The shared variable indicates that the resource becomesCritical resources(Critical resource), the program segment in the concurrent thread related to the shared variable becomesCritical Section(Critical section ). The critical section related to the same variable is scattered in the program segments of related threads, and the execution speed of each thread is unpredictable. Therefore,The operating system has the following three scheduling principles for several threads that share a variable entering the critical section.:
① At most one thread can be in its critical section at a time
② A thread cannot stay in its critical section indefinitely
③ A thread cannot be forced to enter its critical section infinitely. In particular, any thread entering the critical section cannot impede the progress of other threads waiting to enter.
The Scheduling Principle of the critical section is summarized into four sentences: no blank wait, free let in, choose one and choose, and the algorithm is feasible.

The operating system provides a mutex mechanism to allow concurrent threads to access the critical section and operate on shared resources.

Java mutex implementation

Keywords provided by JavaSynchronizedIt is used to declare a program as a critical zone, so that the thread uses mutex for critical resources. Synchronized can be used to declare a statement or a method.
①Synchronous statement
Synchronized (object)
Statement
Among them, the object is a public variable that multiple threads operate together, that is, the critical resource to be locked.

②Synchronization Method
Synchronized Method Declaration
The method body of the synchronous method becomes a critical section. The object that calls this method is mutually exclusive (locked.

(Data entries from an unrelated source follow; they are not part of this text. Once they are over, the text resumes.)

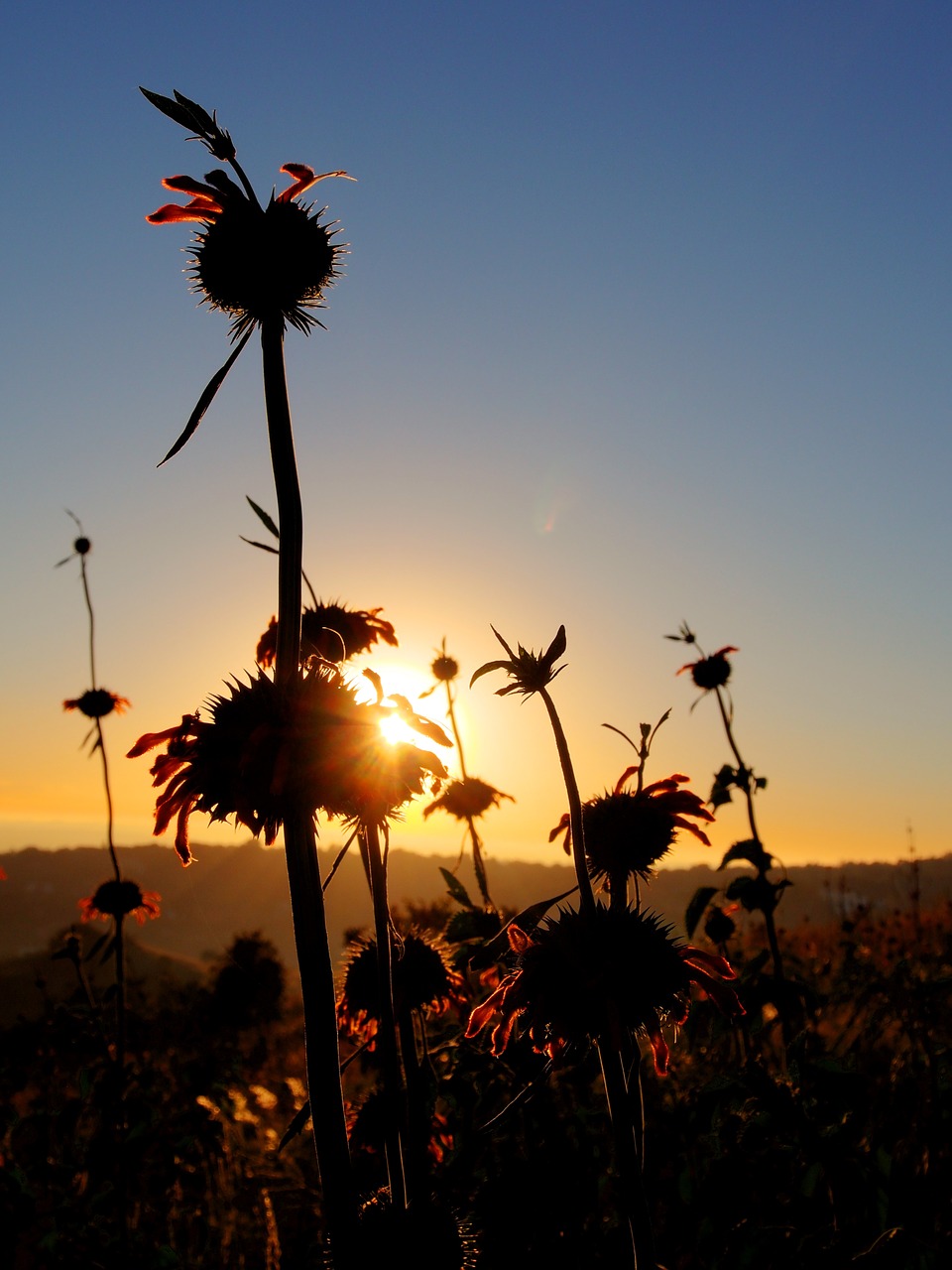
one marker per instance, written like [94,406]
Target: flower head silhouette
[580,969]
[333,633]
[424,979]
[96,703]
[466,799]
[629,830]
[530,672]
[268,748]
[118,898]
[711,672]
[259,264]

Collaboration between threads and thread synchronization

When one of the partner threads reaches the coordination point, they should block themselves before receiving a signal from their partner threads until other partners send a coordination signal before being awakened and executed. The Coordination Relationship Between the cooperative threads waiting for messages or signals from each other becomes thread synchronization.
Thread Synchronization is a means to solve the cooperative relationship between threads. Synchronization refers to two or more threads coordinating their activities based on a certain condition. The execution of one thread depends on the signal of another thread. When a thread does not receive the signal from another thread, it needs to wait until the signal arrives before it is awakened.

Thread mutex is a special thread synchronization mechanism, that is, the successive use of mutex to share resources is also a coordination of the resource order used by threads.

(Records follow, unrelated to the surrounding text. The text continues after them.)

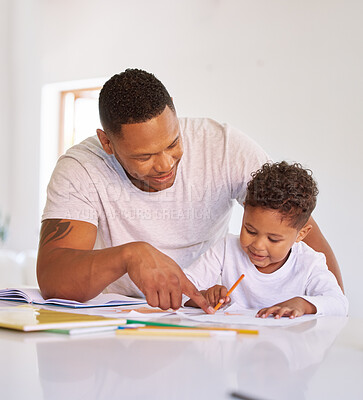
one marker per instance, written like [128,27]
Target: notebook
[103,300]
[28,318]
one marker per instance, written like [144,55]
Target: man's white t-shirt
[182,221]
[304,274]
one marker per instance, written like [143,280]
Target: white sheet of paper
[238,316]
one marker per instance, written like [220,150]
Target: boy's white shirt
[304,274]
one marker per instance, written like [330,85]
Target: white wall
[288,73]
[4,116]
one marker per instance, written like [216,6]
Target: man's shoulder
[87,148]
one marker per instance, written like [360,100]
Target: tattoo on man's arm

One way to achieve thread synchronization in the operating system isSemaphoresAndPV operation. The operation to test the semaphore State becomes a P operation. The operation to change the semaphore state is called a V operation. These two operations are mutually exclusive and cannot be interrupted during execution. Multiple Threads determine each other based on the semaphore status.

Java thread Communication Method

The java. lang. Object class provides the wait (), Y (), and notifyAll () methods for inter-thread communication.

Note:

• No matter whether the synchronized keyword is applied to methods or objects, the lock it acquires is an object, instead of using a piece of code or function as a lock-and the synchronization method may be accessed by objects in other threads.
• Each object has only one lock associated with it.
• Implementing synchronization requires a large amount of system overhead as a cost, and may even cause deadlocks. Therefore, avoid unnecessary synchronization control as much as possible.

When synchronized is used as the function modifier, it locks the synchronous method object. That is to say, when an object P1 executes this synchronization method in different threads, they are mutually exclusive to achieve synchronization. However, the other object P2 generated by the Class to which this object belongs can call the method with the synchronized keyword.